14C.7 An Observational and Multi-Scale Modeling Framework (MMF) Depiction of the Transition from Light Rain to Deep Convection on Sub-Daily Timescales

Friday, 20 April 2012: 9:30 AM
Champions FG (Sawgrass Marriott)
Gregory Elsaesser, Colorado State University, Fort Collins, CO; and C. D. Kummerow

A number of modeling studies have shown that cold pools can serve as triggering mechanisms for the development of deep, organized convection. Recognizing the important role they may play, recent studies have attempted to parameterize their effects (e.g. density current parameterizations, increases in turbulent kinetic energy, etc.) on convective development in coarse-resolution global models. From an observational perspective, the evolution of cold pool activity and rainfall has been limited to field campaigns and in situ radar analyses. In this study, a first attempt at observing cold pool activity from a satellite perspective (spanning all tropical ocean basins from 30S-30N latitude) is undertaken.
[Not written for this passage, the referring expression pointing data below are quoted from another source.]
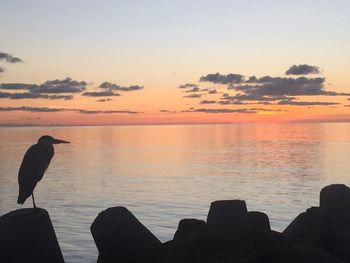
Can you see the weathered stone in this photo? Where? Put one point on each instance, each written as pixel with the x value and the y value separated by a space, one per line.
pixel 120 237
pixel 265 243
pixel 189 226
pixel 259 220
pixel 227 215
pixel 27 235
pixel 195 248
pixel 335 204
pixel 303 253
pixel 231 231
pixel 341 245
pixel 310 226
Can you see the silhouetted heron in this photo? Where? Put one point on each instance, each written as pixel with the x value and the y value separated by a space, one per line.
pixel 34 164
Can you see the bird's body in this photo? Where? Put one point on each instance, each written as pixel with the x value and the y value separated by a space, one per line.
pixel 35 162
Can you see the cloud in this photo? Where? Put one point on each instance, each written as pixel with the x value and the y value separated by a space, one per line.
pixel 17 86
pixel 112 86
pixel 104 112
pixel 252 97
pixel 108 93
pixel 31 109
pixel 218 78
pixel 195 89
pixel 104 100
pixel 302 69
pixel 225 110
pixel 193 96
pixel 67 85
pixel 188 85
pixel 306 103
pixel 29 95
pixel 208 102
pixel 222 110
pixel 277 86
pixel 251 79
pixel 81 111
pixel 9 58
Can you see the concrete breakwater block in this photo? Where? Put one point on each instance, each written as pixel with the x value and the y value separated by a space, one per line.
pixel 227 215
pixel 27 235
pixel 310 226
pixel 335 204
pixel 259 220
pixel 190 226
pixel 120 237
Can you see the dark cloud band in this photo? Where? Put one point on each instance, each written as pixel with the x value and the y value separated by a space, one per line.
pixel 9 58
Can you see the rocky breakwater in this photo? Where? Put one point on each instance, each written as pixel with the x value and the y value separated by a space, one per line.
pixel 231 233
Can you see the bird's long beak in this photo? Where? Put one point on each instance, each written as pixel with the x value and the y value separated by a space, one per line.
pixel 57 141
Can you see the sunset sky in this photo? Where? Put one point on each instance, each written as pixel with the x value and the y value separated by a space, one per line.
pixel 173 62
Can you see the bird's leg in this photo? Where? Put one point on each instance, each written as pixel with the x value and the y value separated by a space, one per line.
pixel 33 200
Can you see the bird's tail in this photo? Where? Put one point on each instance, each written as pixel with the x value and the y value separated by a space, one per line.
pixel 20 200
pixel 23 195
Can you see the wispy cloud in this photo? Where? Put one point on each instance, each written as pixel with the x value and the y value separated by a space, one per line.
pixel 218 78
pixel 81 111
pixel 107 93
pixel 29 95
pixel 112 86
pixel 9 58
pixel 188 85
pixel 306 103
pixel 104 100
pixel 208 102
pixel 302 69
pixel 193 96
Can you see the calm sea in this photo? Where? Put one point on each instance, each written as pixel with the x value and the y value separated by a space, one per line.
pixel 166 173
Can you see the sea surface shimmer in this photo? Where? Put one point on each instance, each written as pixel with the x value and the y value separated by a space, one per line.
pixel 165 173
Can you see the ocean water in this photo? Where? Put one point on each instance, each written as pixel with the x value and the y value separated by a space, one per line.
pixel 165 173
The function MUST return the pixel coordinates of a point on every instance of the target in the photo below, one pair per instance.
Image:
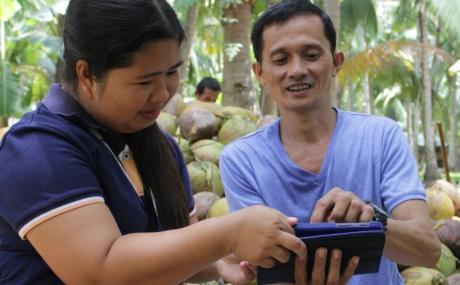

Co-locating several observational products for rainfall, moisture, atmospheric buoyancy and newly derived triggering energy related to mesoscale cold pool activity, a study of the sub-daily transition from light rainfall to deep convection at a spatial scale of 100-200 km is performed. The transition, as simulated in a version of the super-parameterized (SP-) Community Atmosphere Model (CAM) developed at Colorado State University, is evaluated against the observational depiction. The extent to which the sub-daily temporal evolution of rainfall in both the observations and MMF can be explained by a relationship between convective inhibition (CIN), cold pool triggering energy and moisture is discussed and compared to current hypotheses that serve as the foundations for parameterizations relating these parameters to convection development.